The Pedigree Cattle Trust is calling for an independent review of the measures taken to eradicate bovine tuberculosis (bTB) in Northern Ireland.

The request was made at a meeting of farmers, hosted by the organisation in Co. Armagh.

Leading Trust member, Brian Walker, said: “The review must be led by an independent cohort of people who are not veterinary surgeons.

“Up to now, all of the policies implemented in an attempt to eradicate bTB have been led by public sector vets. It is time that we had a fresh approach taken, one which includes the active participation of the private sector.

“Certainly, vets must be included in the envisaged review process, but, they should not be the final decision makers in the process.”

According to members of the Trust, the bTB review could be completed in six months.

Attending the bTB meeting in Armagh, (l-r): Ross Irwin, Eglish; Jonny Buckley MLA and Jordan McLean, Donaghmore

Walker continued: “One of the key points, which this review process must address, is the relevance of the bTB skin test, which is widely used throughout the UK and Ireland at the present time

“It is not accurate enough – other options must be looked at. A significant range of bTB testing procedures are now available – their relevance must be fully assessed.”

The Trust member also confirmed that pedigree cattle breeders in Northern Ireland will not accept any reduction in bTB reactor valuations.


“The current scheme is hardy fit for purpose, given that it does not cover the consequential losses incurred by livestock farmers in the wake of animals being removed from their herds.

“The current Department of Agriculture, Environment and Rural Affairs (DAERA) bTB compensation review is suggesting that affected farmers should only receive 75% of a reactor’s market value. Such a proposal is not fit for purpose,” he added.

Walker pointed out that three key challenges faced the cattle sector in Northern Ireland at the present time, being climate change, the nitrates issue and bTB.

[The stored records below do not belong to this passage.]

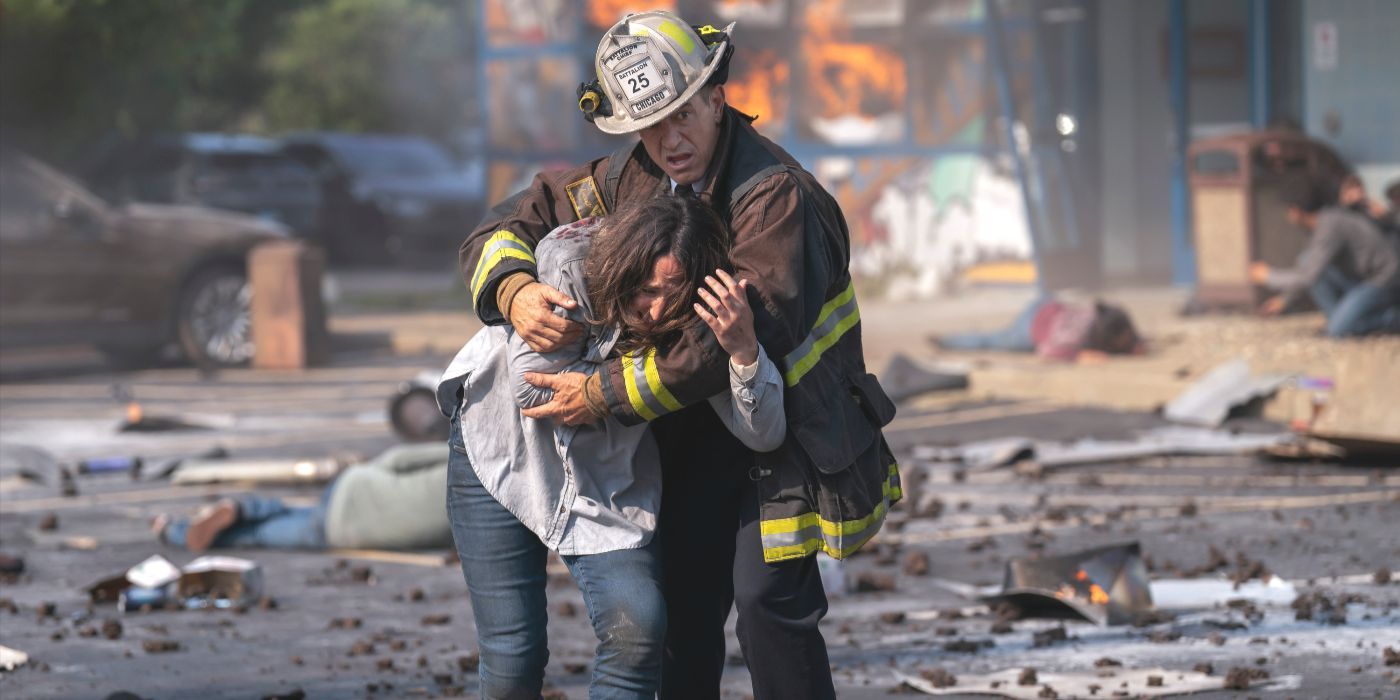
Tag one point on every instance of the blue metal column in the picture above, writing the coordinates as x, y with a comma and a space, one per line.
1260, 93
1183, 256
1001, 76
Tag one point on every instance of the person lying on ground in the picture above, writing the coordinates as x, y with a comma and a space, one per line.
391, 501
520, 487
1350, 266
1059, 329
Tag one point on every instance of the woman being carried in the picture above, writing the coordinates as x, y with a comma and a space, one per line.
520, 487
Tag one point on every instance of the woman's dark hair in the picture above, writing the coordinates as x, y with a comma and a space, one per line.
626, 249
1112, 331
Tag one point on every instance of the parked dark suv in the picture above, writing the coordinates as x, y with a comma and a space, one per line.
130, 280
389, 198
237, 172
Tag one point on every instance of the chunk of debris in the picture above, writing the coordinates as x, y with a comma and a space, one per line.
968, 646
872, 581
916, 563
290, 695
345, 623
1241, 678
940, 676
1049, 637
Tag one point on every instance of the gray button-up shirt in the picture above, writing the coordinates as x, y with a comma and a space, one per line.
588, 489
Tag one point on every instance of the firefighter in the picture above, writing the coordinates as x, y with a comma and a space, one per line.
738, 528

Where climate change is concerned, he noted the recent decisions taken by the Scottish Executive to step back from a number of the annual targets previously agreed.

“Here in Northern Ireland, DAERA has decided to go down the legislative and enforcement route in order to secure change across a broad spectrum of key policy areas.

“This approach will not work. All it will do is serve to further alienate rural communities. What is required, is a process based on better education and communication across agriculture as a whole.

“If this approach requires DAERA and other bodies interfacing with individual farming families on a regular and ongoing basis, so be it,” Walker explained.